The modulo trick alone:

long long MOD2 = MOD * MOD;
for(int i = 0; i < n; i++)
  for(int j = 0; j < n; j++) {
    long long tmp = 0;
    for(int k = 0; k < n; k++) {
      // Since A and B are taken modulo MOD, the product A[i][k] * B[k][j] is
      // not more than MOD * MOD.
      tmp += A[i][k] * 1ll * B[k][j];
      while(tmp >= MOD2) // Taking modulo MOD2 is easy, because we can do it by subtraction
       tmp -= MOD2;
      }
    result[i][j] = tmp % MOD; // One % operation per resulting element
  }

In general, solutions using matrix multiplication are very short. The longest code I’ve written was 201 lines, and it was really tedious problem.

Practice problems

There are many beautiful problems on HackerEarth, that benefit from matrix exponentiation. My first encounter with this technique started with the problem “Tiles” from December Clash.

Most problems here require a dynamic programming solution, which is later improved by fast exponentiation.

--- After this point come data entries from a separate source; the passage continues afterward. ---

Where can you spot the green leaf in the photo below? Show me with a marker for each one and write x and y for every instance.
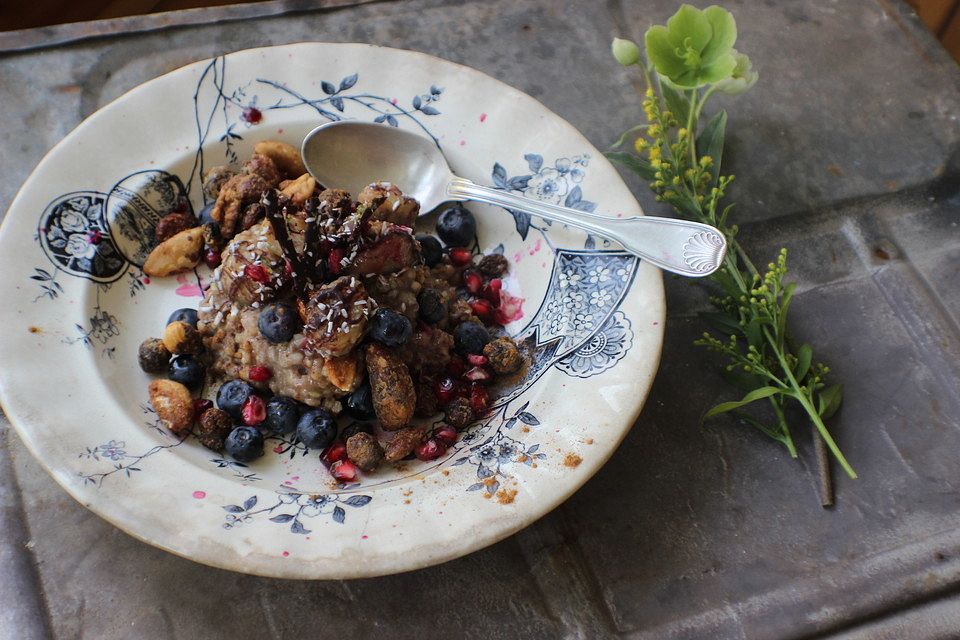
(677, 102)
(690, 23)
(768, 431)
(710, 141)
(722, 322)
(661, 52)
(753, 396)
(723, 32)
(633, 162)
(829, 401)
(804, 356)
(740, 379)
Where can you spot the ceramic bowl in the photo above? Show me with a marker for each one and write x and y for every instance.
(77, 305)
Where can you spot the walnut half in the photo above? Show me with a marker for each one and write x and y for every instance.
(176, 254)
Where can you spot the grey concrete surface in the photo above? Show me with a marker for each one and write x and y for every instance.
(847, 152)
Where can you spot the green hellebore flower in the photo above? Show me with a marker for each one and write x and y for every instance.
(742, 78)
(695, 48)
(625, 51)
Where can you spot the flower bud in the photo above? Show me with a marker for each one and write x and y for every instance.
(625, 51)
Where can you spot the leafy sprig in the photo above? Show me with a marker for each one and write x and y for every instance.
(688, 60)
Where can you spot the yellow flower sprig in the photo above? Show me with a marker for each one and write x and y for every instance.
(689, 59)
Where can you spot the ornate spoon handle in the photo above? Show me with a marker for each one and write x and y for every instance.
(687, 248)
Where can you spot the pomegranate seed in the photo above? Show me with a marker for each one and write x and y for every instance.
(477, 374)
(200, 407)
(333, 260)
(252, 115)
(257, 273)
(491, 292)
(254, 411)
(335, 452)
(479, 398)
(430, 449)
(260, 374)
(472, 280)
(446, 390)
(344, 471)
(212, 258)
(460, 256)
(445, 435)
(456, 367)
(482, 309)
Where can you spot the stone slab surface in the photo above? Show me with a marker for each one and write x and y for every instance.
(847, 152)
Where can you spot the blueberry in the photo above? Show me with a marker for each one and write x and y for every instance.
(245, 444)
(278, 322)
(206, 215)
(316, 429)
(188, 371)
(470, 338)
(390, 328)
(432, 309)
(184, 315)
(430, 249)
(359, 404)
(456, 227)
(283, 413)
(232, 395)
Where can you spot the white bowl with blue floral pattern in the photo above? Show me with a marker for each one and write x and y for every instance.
(77, 305)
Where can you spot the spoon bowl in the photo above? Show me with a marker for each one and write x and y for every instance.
(350, 155)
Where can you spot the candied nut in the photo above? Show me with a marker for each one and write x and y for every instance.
(503, 355)
(393, 396)
(214, 426)
(364, 451)
(388, 254)
(285, 156)
(344, 372)
(235, 194)
(214, 178)
(354, 428)
(179, 253)
(173, 404)
(172, 224)
(459, 413)
(391, 205)
(180, 337)
(338, 200)
(264, 167)
(153, 356)
(493, 265)
(300, 189)
(404, 442)
(254, 213)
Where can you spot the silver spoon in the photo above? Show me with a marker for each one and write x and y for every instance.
(349, 155)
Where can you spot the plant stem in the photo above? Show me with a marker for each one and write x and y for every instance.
(801, 397)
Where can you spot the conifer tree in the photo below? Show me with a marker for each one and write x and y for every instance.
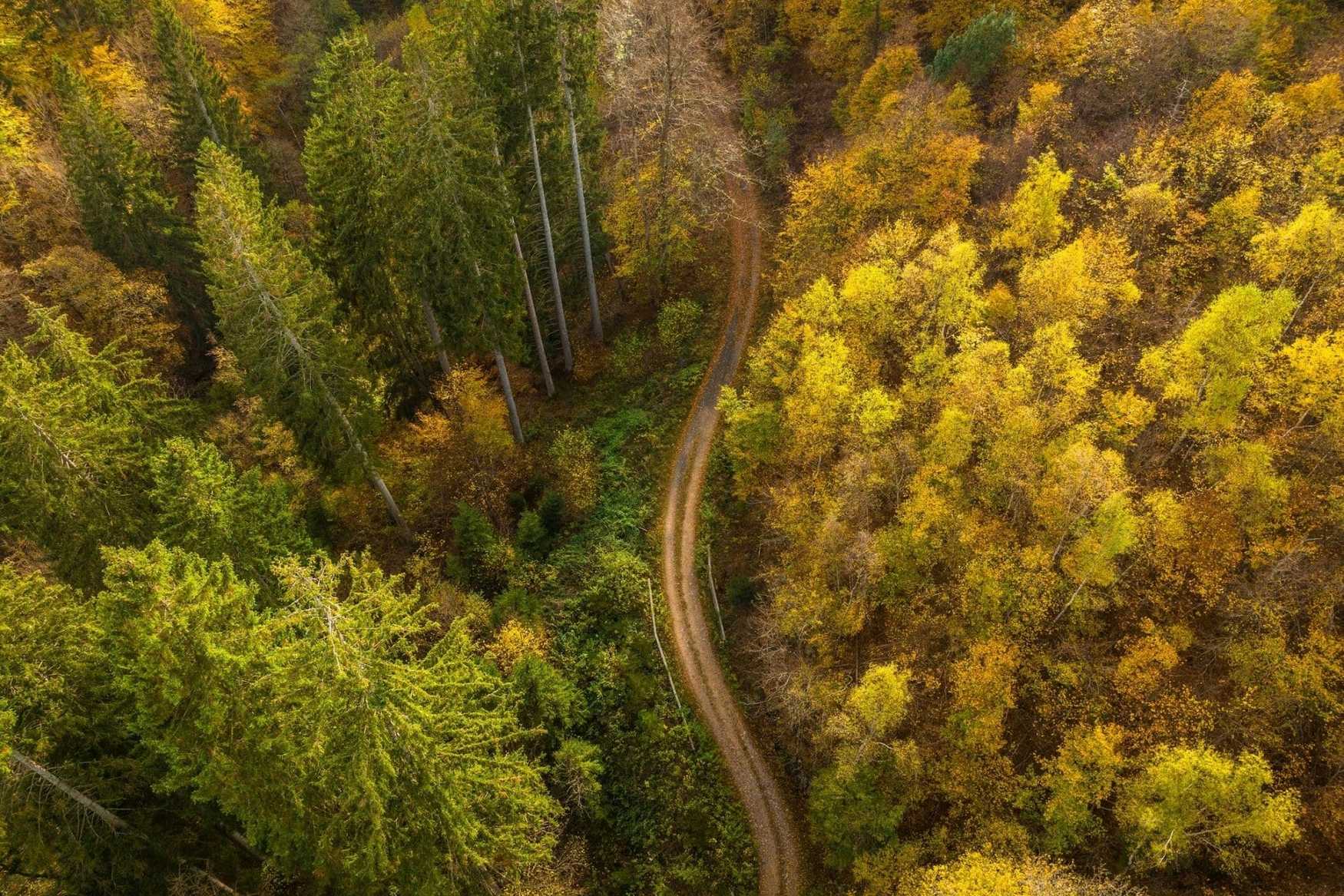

PK and interesting language
Difficulty: easy
Comment: problem is explained in this article, so you should be able to implement it right away.
Tiles
Difficulty: medium-hard
Prerequisites: bitmask dynamic programming
Comment: surprisingly, this problem does not have tag “Matrix exponentiation”.
ABCD strings
Difficulty: medium-hard
Comment: harder version of “PK and interesting language”. Here you have to come up with the matrix yourself. Mine was of size 16.
Mehta and the difficult task, Mehta and the evil strings
Difficulty: medium
Prerequisites: basics of bitmasking
Comment: two similar problems from the same author. Once you solve either of them, the other one should be easy.
Long walks from office to home sweet home
Difficulty: easy-medium
Comment: somewhat similar to “PK and interesting language”.